Not all Republican lawmakers support gutting environmental oversight, however. Sen. Jim Davis, who represents Haywood and Cherokee counties, notes, “I have heard no one suggest that DENR is not providing a necessary and vital function to North Carolina. … Our job is to make sure we target the cuts to those programs that will least affect the core functions of state government.”
And Rep. Chuck McGrady, a Henderson County Republican, says that if the proposed cuts to DENR are approved, he wonders how the state will issue permits, assess and remediate sites, and perform other key functions. When it comes to environmental issues, notes McGrady, “The Senate is on even more of a tear than the House."
No one disputes the need to balance the budget, but some observers question whether state GOP leaders have thought through the potential impact of the proposed cuts. “There are a lot of economic challenges, most of them not related to regulation,” says Robin Smith, the state’s assistant secretary for the Environment. “We know that having clean air and a clean and plentiful water supply are important to economic development in this state.”
Mayfield puts it more bluntly, asserting, “It’s a false choice. We are one of the most highly regulated countries, and we still have thriving business. We did not have a mass exodus of business and industries when the Clean Air and Clean Water acts came online. Environmental regulations have only helped this country prosper.”
Of course, at this stage in the budget process, things can change quickly, as proposals move on and off the table overnight. After the various House committees finalize their proposals during the first week of May, Statehouse members will vote on the whole package; meanwhile, the Senate will be developing its own budget proposal. The two legislative bodies will then hammer out a reconciliation. The full Legislature is expected to vote on the final budget in June; the new fiscal year begins July 1.
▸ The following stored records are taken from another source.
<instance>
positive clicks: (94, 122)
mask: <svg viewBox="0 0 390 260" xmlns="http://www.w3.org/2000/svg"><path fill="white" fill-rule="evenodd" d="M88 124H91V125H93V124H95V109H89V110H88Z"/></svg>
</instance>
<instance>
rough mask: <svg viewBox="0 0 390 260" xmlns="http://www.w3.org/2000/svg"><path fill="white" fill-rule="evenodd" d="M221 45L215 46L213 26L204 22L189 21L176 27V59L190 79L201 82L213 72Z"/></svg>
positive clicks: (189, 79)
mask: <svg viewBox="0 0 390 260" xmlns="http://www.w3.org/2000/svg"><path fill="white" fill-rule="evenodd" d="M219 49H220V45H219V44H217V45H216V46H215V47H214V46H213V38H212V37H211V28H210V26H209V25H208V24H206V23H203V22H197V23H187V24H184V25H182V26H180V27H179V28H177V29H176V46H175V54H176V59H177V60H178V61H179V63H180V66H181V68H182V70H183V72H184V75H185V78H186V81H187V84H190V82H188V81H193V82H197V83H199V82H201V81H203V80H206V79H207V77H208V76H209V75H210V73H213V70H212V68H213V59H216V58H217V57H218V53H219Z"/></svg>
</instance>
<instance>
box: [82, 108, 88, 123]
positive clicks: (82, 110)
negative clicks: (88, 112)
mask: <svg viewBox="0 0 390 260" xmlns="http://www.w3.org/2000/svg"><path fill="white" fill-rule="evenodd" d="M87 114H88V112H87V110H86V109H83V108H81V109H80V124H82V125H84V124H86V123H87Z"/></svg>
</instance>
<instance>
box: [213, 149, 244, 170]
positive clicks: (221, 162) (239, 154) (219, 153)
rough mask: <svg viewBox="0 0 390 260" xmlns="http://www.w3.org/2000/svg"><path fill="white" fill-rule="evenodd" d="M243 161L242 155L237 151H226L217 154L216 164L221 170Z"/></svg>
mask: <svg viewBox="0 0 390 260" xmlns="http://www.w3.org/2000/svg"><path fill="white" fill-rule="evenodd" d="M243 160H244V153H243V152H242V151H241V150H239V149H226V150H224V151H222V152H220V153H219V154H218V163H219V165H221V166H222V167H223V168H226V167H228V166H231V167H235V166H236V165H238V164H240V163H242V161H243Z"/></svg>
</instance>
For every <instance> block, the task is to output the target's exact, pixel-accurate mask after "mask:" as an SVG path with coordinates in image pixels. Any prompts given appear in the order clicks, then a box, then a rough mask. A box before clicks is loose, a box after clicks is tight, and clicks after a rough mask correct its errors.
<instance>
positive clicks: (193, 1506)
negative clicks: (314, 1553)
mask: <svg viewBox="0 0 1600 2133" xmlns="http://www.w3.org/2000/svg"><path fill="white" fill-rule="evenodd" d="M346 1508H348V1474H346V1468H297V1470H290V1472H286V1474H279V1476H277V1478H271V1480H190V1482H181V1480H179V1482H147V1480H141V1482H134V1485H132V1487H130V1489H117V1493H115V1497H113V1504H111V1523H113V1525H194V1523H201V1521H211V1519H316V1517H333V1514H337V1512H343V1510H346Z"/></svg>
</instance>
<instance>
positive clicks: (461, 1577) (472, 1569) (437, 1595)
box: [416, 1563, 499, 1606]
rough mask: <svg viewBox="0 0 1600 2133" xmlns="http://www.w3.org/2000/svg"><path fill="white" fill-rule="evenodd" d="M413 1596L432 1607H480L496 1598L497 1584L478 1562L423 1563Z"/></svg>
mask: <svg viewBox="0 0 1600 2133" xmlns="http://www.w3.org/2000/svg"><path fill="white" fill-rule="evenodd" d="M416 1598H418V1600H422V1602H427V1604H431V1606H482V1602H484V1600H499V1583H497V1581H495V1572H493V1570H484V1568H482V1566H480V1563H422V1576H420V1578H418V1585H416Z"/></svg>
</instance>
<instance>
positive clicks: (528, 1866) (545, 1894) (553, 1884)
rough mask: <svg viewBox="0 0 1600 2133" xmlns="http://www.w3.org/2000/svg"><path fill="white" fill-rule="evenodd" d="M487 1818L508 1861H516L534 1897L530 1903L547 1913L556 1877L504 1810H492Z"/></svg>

— Send your local environmental news to Susan Andrew (251-1333, ext. 153, or sandrew@mountainx.com).
Leave it to the news to make a story out of what sells the most with locals. You show 2 situations in regards to the Landslide mapping program and we’re suppose to just stop our budget crisis?
That’s the risk you take by living in a mountainous area and should be at the owners risk…not mine way down here in the middle of the state and our problems here should not be theirs up there…unless we personally choose to do it.
Much to the typical political posturing I’d like to thank Jim Davis for his honest and straight forward statement.
Roger West is a bully. He has targeted environmental regulators in the past – not for funding issues but because he hates the permitting process. The fact is that approximately 50 companies in 1957 were able to pollute the French Broad River to the point of stinking and being a place only for refuse. Directly due to the Clean Water Act over 300 companies have permits to discharge into the river today AND it is a drinking water source to over 1 million people AND it is a source of recreation AND a source of fishing (food) and properties along the river enjoy higher values. Roger West told me directly that he wants to “light a fire under the butts of DENR” that he believes eliminating positions from 90 to 37 in Asheville office will make permitting go faster. Brilliant. He is supported by Senator David Rouzer who has been quoted in the Raleigh News and Observer as saying that “the greatest threat to economic prosperity is environmental laws”. Again, brilliant.
If North Carolina legislators Roger West and David Rouzer succeed in cutting the Department of Environment and Natural Resources positions, I want my state tax money back. I will happily give that money to the Buncombe County Government so they can develop local ordinances and protect our health and safety.